The Git Ecosystem Might Become a Problem.
Preface
The below article isn’t very well organized, and presents a lot of issues in a dramatic way. Take it as a brief history of Git, and a PSA to be wary about buy in.
Introduction
Version control is an integral part of the software development ecosystem. For developers to effectively collaborate, it needs to “stay out of the way”. Time spent struggling with version control is time that’s not spent writing code, thinking about code, or adding value to your project in any way. The first forms of version control were extremely rudimentary, and even when they did exist, many people didn’t use them, and when they did, it involved a lot of added work. Some just preferred the shouting kind of version control:
I had witnessed students in earlier courses do the shouting kind of version control: the students shared a source tree over NFS and shouted “I’m editing this file” when they were changing something. This did not seem like an effective method to me 1
Before Git
Many developers found existing methods of version control cumbersome and slow. When Linus Torvalds first created Git, one of his core design principals was “WWCVSND”, or “What Would CVS Not Do?2” He felt that CVS was flawed at an architectural level, and so solutions like Subversion could never work out, because they suffered from the same architectural flaws3.

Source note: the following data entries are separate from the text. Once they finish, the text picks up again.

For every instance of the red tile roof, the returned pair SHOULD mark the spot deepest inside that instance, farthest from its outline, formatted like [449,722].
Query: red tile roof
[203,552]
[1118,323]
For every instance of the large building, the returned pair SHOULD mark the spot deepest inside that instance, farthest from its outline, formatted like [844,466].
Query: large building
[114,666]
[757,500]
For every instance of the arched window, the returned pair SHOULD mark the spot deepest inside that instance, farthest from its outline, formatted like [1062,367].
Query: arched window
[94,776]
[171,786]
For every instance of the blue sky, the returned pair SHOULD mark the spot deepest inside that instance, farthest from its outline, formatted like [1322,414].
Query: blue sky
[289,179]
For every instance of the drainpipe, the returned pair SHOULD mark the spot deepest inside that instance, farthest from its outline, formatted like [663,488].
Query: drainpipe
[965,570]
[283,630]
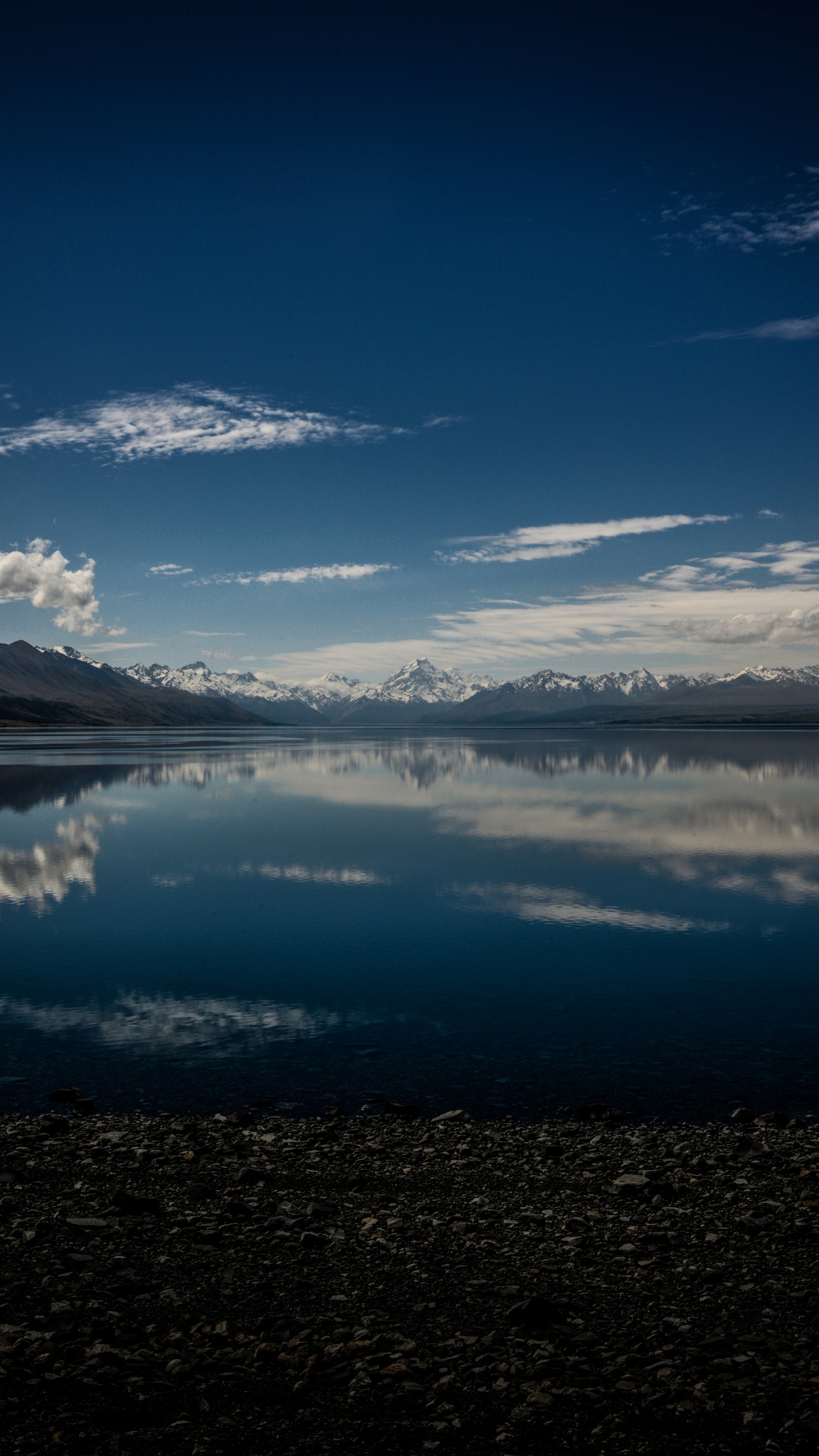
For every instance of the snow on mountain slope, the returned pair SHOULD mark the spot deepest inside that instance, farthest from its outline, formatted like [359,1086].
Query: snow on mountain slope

One core principal of CVS was that there’s a centralized repository for all project files and version history. This had a few problems.
- If the server went down, the entire project was inaccessible
- Managing differences between repositories was fundamentally a second class feature. This meant that merging and branching were complex, buggy interactions.
- Upstreaming changes was discouraged simply because of the complexity. 4
For projects like the Linux kernel, this meant putting a lot of stress on the entity managing that repository. It required a single person/group to coordinate every contributor. As project scaled, CVS didn’t easily allow the distribution of work.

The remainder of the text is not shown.